[petcat]

> Like all good nerds, I generate a unique email address for every service I sign up to. This has several advantages - it allows me to see if a message is legitimately from a service, if a service is hacked the hackers can't go credential stuffing, and I instantly know who leaked my address.

I think a lot of services will "de-alias" the email addresses from these tricks to prevent alts, account spam, and to still target the "real" account holder email.
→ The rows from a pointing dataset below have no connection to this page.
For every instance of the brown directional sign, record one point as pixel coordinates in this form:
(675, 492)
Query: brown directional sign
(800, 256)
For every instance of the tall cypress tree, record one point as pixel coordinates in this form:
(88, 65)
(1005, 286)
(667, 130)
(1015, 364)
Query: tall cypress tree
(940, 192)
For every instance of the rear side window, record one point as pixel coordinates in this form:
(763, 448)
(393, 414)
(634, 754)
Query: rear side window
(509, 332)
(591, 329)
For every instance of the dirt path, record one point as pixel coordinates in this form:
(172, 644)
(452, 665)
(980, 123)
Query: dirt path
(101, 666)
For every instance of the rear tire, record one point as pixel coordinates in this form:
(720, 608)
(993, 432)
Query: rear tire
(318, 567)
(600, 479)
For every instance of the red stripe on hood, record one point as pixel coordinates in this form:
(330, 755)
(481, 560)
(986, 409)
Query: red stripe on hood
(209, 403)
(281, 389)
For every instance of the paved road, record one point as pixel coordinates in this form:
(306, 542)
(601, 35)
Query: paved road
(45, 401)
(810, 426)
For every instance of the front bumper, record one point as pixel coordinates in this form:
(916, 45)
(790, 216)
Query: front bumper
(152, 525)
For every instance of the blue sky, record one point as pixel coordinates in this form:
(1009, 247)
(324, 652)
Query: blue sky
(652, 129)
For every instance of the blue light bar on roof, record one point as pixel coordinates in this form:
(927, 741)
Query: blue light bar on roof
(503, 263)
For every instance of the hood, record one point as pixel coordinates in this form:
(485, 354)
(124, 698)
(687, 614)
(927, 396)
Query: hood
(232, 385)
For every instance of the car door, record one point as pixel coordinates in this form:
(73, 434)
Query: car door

So the old tricks like "<name>+<website>@<host.com>" is not considered a unique email from "<name>@<host.com>". Unless your site-specific emails are completely new inbox aliases, then I don't think this is as effective as people think it is anymore.

[overlordalex]

The way that this is done these days (and likely what the author did/does) is that you use a custom domain to receive mail; you provide an email like service@custom.com, and that way when service@ starts receiving spam you know exactly where it comes from

[ValentineC]

^ I've been doing this with catchalls since before Google Apps for Domain was even a thing.

Sometimes customer support staff bring up "oh, do you work at <company> too"? I just tell them that I created an email address just for their company, in case they spam me.

[tamimio]

> up "oh, do you work at <company> too"?

Oh boy, I had many of these conversations and especially non technical people never grasp the concept, I had some cases where they demanded to change it and use a “real email like gmail!!”, one time I bought shoes and the store guy asked me the email to signup for whatever, so I read the shoe’s name and added the custom domain, gave me the the look as if I am bullshitting him. Another at a government connected agency and she thought “I work there because I have the agency email” despite it is the alias not the domain.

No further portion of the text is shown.